The trends of the major indices remain a mix of bullish, bearish and neutral from a short-term perspective while the data are a mix of neutral and negative readings.
Let's break it all down after Tuesday's market action.
On the Charts
The indices closed mixed Tuesday with positive internals and lighter volumes on the NYSE and Nasdaq.
Source: Worden
The Dow Jones Transports posted another new closing high as the MidCap 400 and Value Line Arithmetic Index closed higher as well.
The rest of the indices posted losses, leaving the S&P 500 (see above), DJIA, Dow Transports and Value Line index in short-term uptrends, while the Nasdaq Composite and Russell 2000 are bearish and the Nasdaq 100 and MidCap 400 neutral.
Market breadth is rather lackluster with the cumulative advance/decline lines for the All Exchange and NYSE neutral with the Nasdaq's in a downtrend.

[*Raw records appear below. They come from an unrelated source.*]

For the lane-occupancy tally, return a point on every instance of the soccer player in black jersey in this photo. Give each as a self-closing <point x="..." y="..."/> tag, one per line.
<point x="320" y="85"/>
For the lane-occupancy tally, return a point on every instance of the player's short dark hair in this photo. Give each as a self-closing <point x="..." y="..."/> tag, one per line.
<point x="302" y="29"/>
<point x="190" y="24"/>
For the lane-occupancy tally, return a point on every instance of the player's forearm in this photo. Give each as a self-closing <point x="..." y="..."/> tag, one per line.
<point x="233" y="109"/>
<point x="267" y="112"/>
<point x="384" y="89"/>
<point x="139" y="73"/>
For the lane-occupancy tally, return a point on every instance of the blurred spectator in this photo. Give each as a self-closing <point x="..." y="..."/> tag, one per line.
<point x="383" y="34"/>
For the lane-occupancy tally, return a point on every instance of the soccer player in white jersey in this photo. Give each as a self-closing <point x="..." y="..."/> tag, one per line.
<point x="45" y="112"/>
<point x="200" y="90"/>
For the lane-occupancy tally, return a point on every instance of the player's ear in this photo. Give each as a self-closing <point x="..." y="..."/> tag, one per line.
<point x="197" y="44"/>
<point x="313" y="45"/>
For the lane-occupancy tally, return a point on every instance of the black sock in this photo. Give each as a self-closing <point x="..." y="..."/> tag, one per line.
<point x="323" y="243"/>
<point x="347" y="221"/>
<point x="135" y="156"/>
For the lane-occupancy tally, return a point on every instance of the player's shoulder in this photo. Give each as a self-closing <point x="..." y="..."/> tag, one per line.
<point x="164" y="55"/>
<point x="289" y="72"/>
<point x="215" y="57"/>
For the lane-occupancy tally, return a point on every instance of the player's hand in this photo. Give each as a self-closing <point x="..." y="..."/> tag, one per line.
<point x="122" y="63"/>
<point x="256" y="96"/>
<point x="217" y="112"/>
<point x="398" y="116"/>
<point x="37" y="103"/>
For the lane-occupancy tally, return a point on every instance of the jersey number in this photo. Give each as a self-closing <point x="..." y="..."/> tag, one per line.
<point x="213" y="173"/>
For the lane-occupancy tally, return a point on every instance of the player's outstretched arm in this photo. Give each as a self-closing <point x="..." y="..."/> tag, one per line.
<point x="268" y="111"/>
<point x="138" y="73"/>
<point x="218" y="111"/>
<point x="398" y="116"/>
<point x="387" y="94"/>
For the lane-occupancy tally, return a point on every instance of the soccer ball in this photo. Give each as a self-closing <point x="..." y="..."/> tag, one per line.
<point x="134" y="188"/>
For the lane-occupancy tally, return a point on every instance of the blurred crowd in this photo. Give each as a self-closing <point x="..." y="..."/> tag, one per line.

The S&P, Dow Transports and DJIA are now overbought on their stochastic readings but have not flashed bearish crossover signals yet.
Market Data
The data remain a mix of neutral and negative implications.
The McClellan one-day Overbought/Oversold Oscillators remain neutral (All Exchange: -33.27 NYSE: -12.72 Nasdaq: -47.88).
The Rydex Ratio (contrarian indicator) measuring the action of the leveraged ETF traders remains neutral but lifted to 0.82 as the leveraged ETF traders increased their leveraged long exposure.
The Open Insider Buy/Sell Ratio saw an uptick in insider buying activity as well, to 36.8, but remains in neutral territory.
This week's Investors Intelligence Bear/Bull Ratio (contrary indicator) remains mildly bearish 18.8/57.4.
Market Valuation
Valuation still appears extended with the forward 12-month consensus earnings estimate for the S&P 500 from Bloomberg of $174.64 per share, leaving the S&P's forward P/E multiple at 22.6x while the "rule of 20" finds fair value at 18.3x. We reiterate the valuation spread has been consistently wide over the past several months while the forward estimates have risen rather consistently.
The S&P's forward earnings yield stands at 4.4%.
The 10-year Treasury yield rose to 1.73% and, in our opinion, remains in an uptrend with potential to test the 1.8% level. We continue to monitor it closely as it has been having rather significant influence on the equity markets of late.
Near-Term Outlook
The combination of mixed index chart patterns, lackluster market breadth, less-than-thrilling data and valuation suggest we maintain our "neutral" near-term macro-outlook for equities that remain very selective regarding individual market participation.